OPM Musuh Masyarakat Papua yang Hanya Membuat
Rakyat Sengsara
Papeda.com- Masyarakat
Papua kembali menegaskan sikap tegasnya terhadap keberadaan kelompok bersenjata
Organisasi Papua Merdeka (OPM). Kelompok yang selama ini mengklaim berjuang
atas nama rakyat Papua justru dianggap sebagai musuh utama masyarakat, karena
hanya membawa kesengsaraan, ketakutan, dan menghambat kemajuan pembangunan di
Tanah Papua.
Sejumlah
peristiwa kekerasan yang dilakukan OPM dalam beberapa bulan terakhir
memperlihatkan bagaimana kelompok tersebut tidak segan-segan mengorbankan
rakyat sipil. Mulai dari penembakan, pemalakan, hingga pembakaran fasilitas
umum, semuanya menimbulkan luka mendalam bagi masyarakat yang sebenarnya
menginginkan kedamaian.
Tokoh
masyarakat Papua Pegunungan, Yafet Telenggen, menilai bahwa tindakan OPM sama
sekali tidak merepresentasikan aspirasi rakyat Papua. “Mereka bilang berjuang
untuk rakyat, tapi faktanya rakyat jadi korban.
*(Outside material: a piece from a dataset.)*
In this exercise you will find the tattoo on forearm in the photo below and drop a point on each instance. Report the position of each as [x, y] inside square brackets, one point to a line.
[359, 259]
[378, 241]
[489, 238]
Warga takut ke kebun, anak-anak
takut sekolah, pembangunan jalan terhenti. Ini bukan perjuangan, ini justru
membuat orang Papua semakin menderita,” ujarnya, Rabu (1/10/2025).
Hal
senada juga disampaikan tokoh adat Kabupaten Puncak, Simon Murib, yang menilai
kehadiran OPM hanya melahirkan rasa takut di tengah masyarakat. Ia menegaskan bahwa
masyarakat sebenarnya ingin hidup aman, tenang, dan menikmati pembangunan yang
sedang dilakukan pemerintah. “Kita butuh jalan, listrik, sekolah, dan rumah
sakit. Tapi semua itu terganggu karena OPM selalu melakukan teror. Jadi jelas,
musuh masyarakat Papua hari ini bukan pemerintah, melainkan OPM itu sendiri,”
tegasnya.
Gangguan
keamanan yang dilakukan OPM tidak hanya merugikan masyarakat secara psikologis,
tetapi juga berdampak besar terhadap ekonomi. Harga kebutuhan pokok melambung
tinggi karena akses jalan terhambat. Proyek-proyek infrastruktur vital kerap
terhenti akibat ancaman dan serangan. Akibatnya, rakyat kecil yang justru
menanggung akibat paling besar.
Masyarakat
Papua kini semakin sadar bahwa jalan menuju kesejahteraan hanya bisa dicapai lewat
kedamaian dan pembangunan, bukan lewat kekerasan dan teror. Dengan suara yang
bulat, mereka menyatakan bahwa OPM bukanlah representasi Papua, melainkan musuh
yang nyata karena membuat rakyat terus hidup dalam penderitaan.
Harapan
rakyat jelas, mereka ingin hidup damai, sejahtera, dan terbebas dari ancaman
OPM yang selama ini hanya membawa luka. Dengan kesadaran kolektif ini,
masyarakat Papua percaya bahwa kedamaian akan selalu menang melawan teror, dan
kesejahteraan akan datang bersama pembangunan yang berkelanjutan.